Mit gezielten Anpassungen, sowohl am BehG als auch an anderen Gesetzen, will die Regierung zudem Verbesserungen bei der Behindertengleichstellung erreichen. So werden im zweiten Nachtrag des BehG die Aufgaben der Verwaltung zur Beratung und Sensibilisierung hinsichtlich der Behindertengleichstellung ausgebaut. Zudem sollen künftig gesetzliche Anpassungen, die einen Zusammenhang zum Behindertengleichstellungsrecht haben, immer auf ihre Übereinstimmung mit der UN-BRK überprüft werden.

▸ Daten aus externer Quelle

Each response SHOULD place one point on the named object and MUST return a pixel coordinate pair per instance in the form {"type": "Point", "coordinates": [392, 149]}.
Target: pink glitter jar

Kinder mit Behinderung in Kitas

Die dritte und letzte Anpassung zum BehG umfasst eine Finanzierungslösung für die Betreuung von kleinen Kindern mit Behinderung in Kitas. Hier besteht aktuell eine Versorgungslücke und die Finanzierung ist nicht gesichert. Eltern von Kindern mit einer Behinderung soll ermöglicht werden, ihre Kinder in einer Kita betreuen zu lassen. Dafür sollen den Betreuungseinrichtungen künftig Mehraufwände bei Betreuung und Koordination abgegolten werden. Zudem soll das Personal im Umgang mit den Kindern mit besonderen Bedürfnissen geschult werden. Die Finanzierung teilen sich der Kanton und die politischen Gemeinden auf.

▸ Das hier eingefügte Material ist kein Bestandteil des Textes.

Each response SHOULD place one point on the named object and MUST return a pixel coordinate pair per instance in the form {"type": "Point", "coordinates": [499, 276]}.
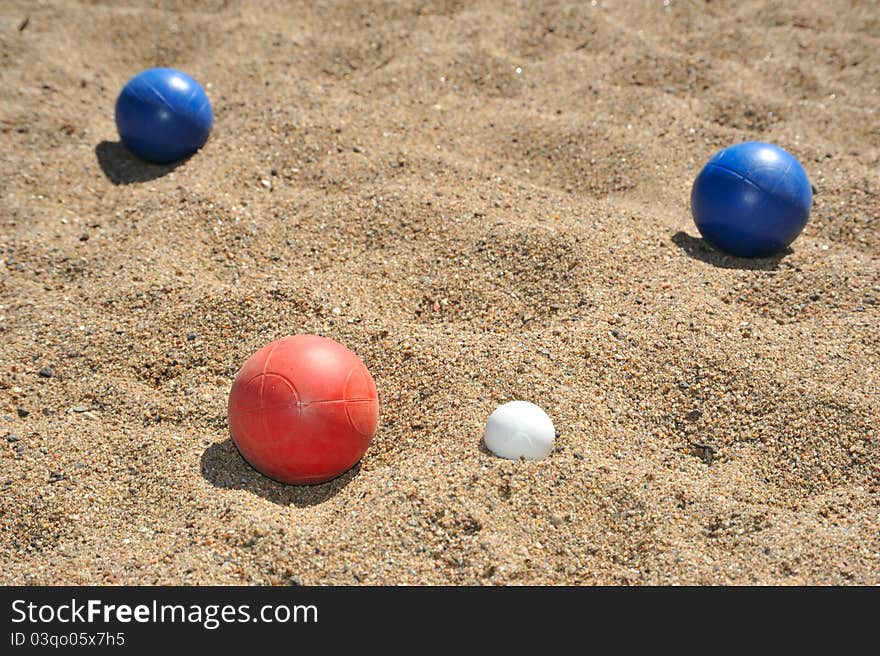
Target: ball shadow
{"type": "Point", "coordinates": [698, 248]}
{"type": "Point", "coordinates": [223, 467]}
{"type": "Point", "coordinates": [122, 167]}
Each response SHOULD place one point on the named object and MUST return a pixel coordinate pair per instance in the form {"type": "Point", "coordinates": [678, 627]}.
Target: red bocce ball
{"type": "Point", "coordinates": [303, 409]}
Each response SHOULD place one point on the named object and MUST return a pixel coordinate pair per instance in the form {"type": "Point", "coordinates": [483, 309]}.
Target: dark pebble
{"type": "Point", "coordinates": [703, 452]}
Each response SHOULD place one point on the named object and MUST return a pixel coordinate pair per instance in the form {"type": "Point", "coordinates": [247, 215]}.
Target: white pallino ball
{"type": "Point", "coordinates": [519, 429]}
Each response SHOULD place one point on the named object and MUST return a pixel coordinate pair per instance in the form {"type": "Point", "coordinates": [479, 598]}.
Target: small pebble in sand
{"type": "Point", "coordinates": [519, 429]}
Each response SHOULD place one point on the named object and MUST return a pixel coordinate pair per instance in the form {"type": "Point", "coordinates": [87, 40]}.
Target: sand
{"type": "Point", "coordinates": [486, 201]}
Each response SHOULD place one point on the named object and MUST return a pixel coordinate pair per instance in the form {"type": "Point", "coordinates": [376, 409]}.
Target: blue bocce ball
{"type": "Point", "coordinates": [163, 115]}
{"type": "Point", "coordinates": [751, 200]}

Breite Zustimmung in der Vernehmlassung

Zur Sammelvorlage wurde eine breite Vernehmlassung durchgeführt, die von Oktober 2024 bis Februar 2025 dauerte. Da von der Revision des BehG vor allem Menschen mit einer Behinderung betroffen sind, standen die Unterlagen auch in Einfacher und Leichter Sprache zur Verfügung. Es gingen 53 Stellungnahmen ein. Grundsätzlich zeigte die Vernehmlassung grosse Zustimmung zu den vorgesehenen Anpassungen.

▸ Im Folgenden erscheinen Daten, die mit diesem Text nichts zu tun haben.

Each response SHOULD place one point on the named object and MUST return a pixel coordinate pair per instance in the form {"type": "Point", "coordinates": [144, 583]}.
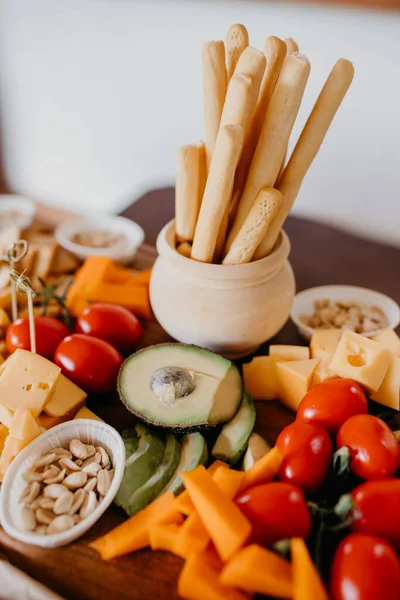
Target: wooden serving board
{"type": "Point", "coordinates": [76, 571]}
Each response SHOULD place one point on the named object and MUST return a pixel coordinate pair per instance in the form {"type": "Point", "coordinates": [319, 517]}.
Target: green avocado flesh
{"type": "Point", "coordinates": [256, 449]}
{"type": "Point", "coordinates": [215, 399]}
{"type": "Point", "coordinates": [141, 464]}
{"type": "Point", "coordinates": [232, 441]}
{"type": "Point", "coordinates": [194, 452]}
{"type": "Point", "coordinates": [150, 490]}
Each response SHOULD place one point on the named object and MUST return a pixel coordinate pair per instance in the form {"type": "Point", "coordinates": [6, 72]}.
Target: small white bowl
{"type": "Point", "coordinates": [122, 252]}
{"type": "Point", "coordinates": [25, 207]}
{"type": "Point", "coordinates": [303, 304]}
{"type": "Point", "coordinates": [89, 432]}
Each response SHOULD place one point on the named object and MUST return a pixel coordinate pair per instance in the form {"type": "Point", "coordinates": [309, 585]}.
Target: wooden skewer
{"type": "Point", "coordinates": [278, 123]}
{"type": "Point", "coordinates": [237, 41]}
{"type": "Point", "coordinates": [275, 54]}
{"type": "Point", "coordinates": [214, 84]}
{"type": "Point", "coordinates": [307, 147]}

Kritisiert worden ist vor allem, dass die Anpassungen zu wenig weit gehen, zum Beispiel dass kein eigentliches Behindertengleichstellungsgesetz geschaffen wird und, dass noch nicht klar ist, wie die Höhe der Entschädigungen für die ambulanten Leistungen definiert wird. Diese Kompetenz liegt bei der Regierung, welche die Ansätze für die Leistungen auf Verordnungsstufe festlegen wird. Auch die Ausweitung der Barrierefreiheit auf öffentlich zugängliche Gebäude im Eigentum der öffentlichen Hand wurde stark kritisiert, weshalb von dieser Anpassung abgesehen wird.

Die Regierung hat die Sammelvorlage nun dem Kantonsrat für die Beratung zugeleitet. Dieser wird im September die vorberatende Kommission für dieses Geschäft bestellen, die zweite Lesung findet voraussichtlich Anfang 2026 statt. Der erste Nachtrag untersteht zudem dem obligatorischen Finanzreferendum, weshalb eine Volksabstimmung durchgeführt werden wird. Der Vollzug des neuen Gesetzes ist auf Anfang 2027 vorgesehen.

Die Botschaften und die Entwürfe zum I., II. und III. Nachtrag zum Gesetz über die soziale Sicherung und Integration von Menschen mit Behinderung sind im Ratsinformationssystem unter den Geschäftsnummern 22.25.04 / 22.25.05 / 22.25.06 abrufbar.